I roasted some incredibly good tasting coffee by chance about six months ago using what I now see is a double roast. I have been trying to get close to its flavor for six months using a single roast without success. I used a pre-blend of 50% Kenya AA Auction Lot 211 Kiamabara and 50% Nicaragua Cup of Excellence El Regeso, both from SM. I roasted 62 grams of this blend in FR that I had been using for two years. I figure that the heating element had been getting hotter with age because the heat shut off after about five minutes (most likely the thermal limit switch tripping). I continue to roast and noted that the heat went on and off sporadically for the next ten minutes. I didn’t taste this coffee until three days after roasting but when I did (brewed with french press), it was incredible, with winey and dried fruit aromatic notes that I could still taste hours later. Since the fan motor continued even though the heat kicked out, the coffee was cooled between roasts. Who knows, maybe it was a triple or quadruple or quintuple roast. Anyway, we’ll never know because I threw away the old FR and bought a new one, which has of course has never yielded anything close to the same flavor as the old one. Maybe all I have to do now is turn the heating element on and off a few times, after splitting the control. Regards, Dan Sortwell
Dan, Similar story here. A couple of months ago my heat gun cut out in the middle of a roast. (It was more than likely a 1-1-1 ratio of Brazil Yellow Bourbon, Kenya Masai and Yemen Ismaili). The roast had cleared first crack but was nowhere near enough for espresso. After a few minutes of fiddling and waiting to see if the heat gun would start again, I finally put the beans into my Imex and completed the roast. I'm guessing there was a 5 minute delay between the two. That particular roast had a depth of flavour and smoothness that I'd love to replicate.

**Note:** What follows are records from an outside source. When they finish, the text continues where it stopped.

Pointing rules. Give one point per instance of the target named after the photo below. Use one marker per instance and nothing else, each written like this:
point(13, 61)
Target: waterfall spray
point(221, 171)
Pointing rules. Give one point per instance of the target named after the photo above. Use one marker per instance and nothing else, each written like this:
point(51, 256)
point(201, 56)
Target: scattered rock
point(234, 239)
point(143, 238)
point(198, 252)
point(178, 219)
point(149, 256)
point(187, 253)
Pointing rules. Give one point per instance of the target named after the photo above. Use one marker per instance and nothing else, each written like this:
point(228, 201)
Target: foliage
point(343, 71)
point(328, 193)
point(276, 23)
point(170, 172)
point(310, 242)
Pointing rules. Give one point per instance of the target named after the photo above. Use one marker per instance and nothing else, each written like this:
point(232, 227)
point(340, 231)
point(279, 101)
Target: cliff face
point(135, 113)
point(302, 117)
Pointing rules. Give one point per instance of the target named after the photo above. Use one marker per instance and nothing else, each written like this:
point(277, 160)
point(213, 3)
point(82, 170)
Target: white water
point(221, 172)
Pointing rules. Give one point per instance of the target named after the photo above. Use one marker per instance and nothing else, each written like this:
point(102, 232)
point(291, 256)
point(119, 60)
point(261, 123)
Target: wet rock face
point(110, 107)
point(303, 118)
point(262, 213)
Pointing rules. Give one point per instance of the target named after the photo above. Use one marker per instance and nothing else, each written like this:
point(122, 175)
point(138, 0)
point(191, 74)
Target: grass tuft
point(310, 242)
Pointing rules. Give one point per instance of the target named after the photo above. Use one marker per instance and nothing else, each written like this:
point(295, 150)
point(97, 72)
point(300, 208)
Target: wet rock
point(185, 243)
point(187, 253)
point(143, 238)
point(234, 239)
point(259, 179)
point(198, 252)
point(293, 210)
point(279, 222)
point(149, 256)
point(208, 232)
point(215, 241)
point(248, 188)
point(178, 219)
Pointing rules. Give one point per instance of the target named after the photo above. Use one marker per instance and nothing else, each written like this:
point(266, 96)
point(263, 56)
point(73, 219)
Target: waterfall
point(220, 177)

I've tried stretching the roast out between cracks, but nothing as drastic as a 5 minute hiatus. Maybe something for the weekend. Regards, Gary On 6/30/05, Daniel Sortwell wrote: <Snip>
Looking further into the chance double roast achieved with the FR+, the heating element would have gotten cooler with age, not hotter. I believe what happened was simply that the thermal limit switch was cutting in and out for some reason. This commercial roaster claims that double roasting results in "increase in perceived body" and "development of unusual fruity and spicy flavor notes":http://www.matthewalgie.com/find_out/lab-roastit.htmlRegards, Dan Sortwell
I happened upon double roasting several years ago by accident when I under-roasted a batch of fine beans and didn't want to consign them to the trashcan. I thought I had invented something until I researched it. Not only was this a common practice in Italy until time and profit were more important than quality, but it is being used today in Europe by a few. There are two roasters in Ireland and London who specialize in it. Plus while I was at the SCAA conference this year I spoke to a European businessman who is responsible for most of the commercial coffee distribution for all of the EU. He told me that Illy has begun to use double roasting again for a new gourmet espresso blend they will sell. He was doubtful if their package label will say how they are doing the roast but he has been inside of their roasting plant and watched it being done. They may not want this to be advertised because of the contraversy. Jeffrey Pawlan
I was muddling over just how I would actually use the soon-to-be-rolling RKDrum to roast samples for comparison brewing/ cupping. Multimode roasting was the solution. I brew in a 10 cup Technivorm, so that's how I would test. I will roast a 1# sample to the lightest roast level in the notes- hopefully until the beans start turning a nice even brown after 1st Crack, and cool it. Depending on the notes, I might brew a 50g sample at that light roast level, or stick it in the Fresh Roast and nurse it further- to the outliers of 2nd crack, cool-age 24- brew a pot, etc. If I happen to find the suggestion of a sweet spot, I'll drum roast 5degrees lower, then try to hit it reliably in the air roaster. I'm a chicken, and there's no backing a roast down. Maybe that's why I'm paranoid about slamming on the brakes when I think I'm done. In the vernacular of my kids, it seems rather anal to abandon a roast to its own devices and let it acvance on its own after a certain point, coasting in , as it were. I'd rather drive it home and park it in the garage with the parking brake set. Cheers -RayO, aka Opa! Kyle Anderson is a Prince! Solis and Baratza are back on the list!!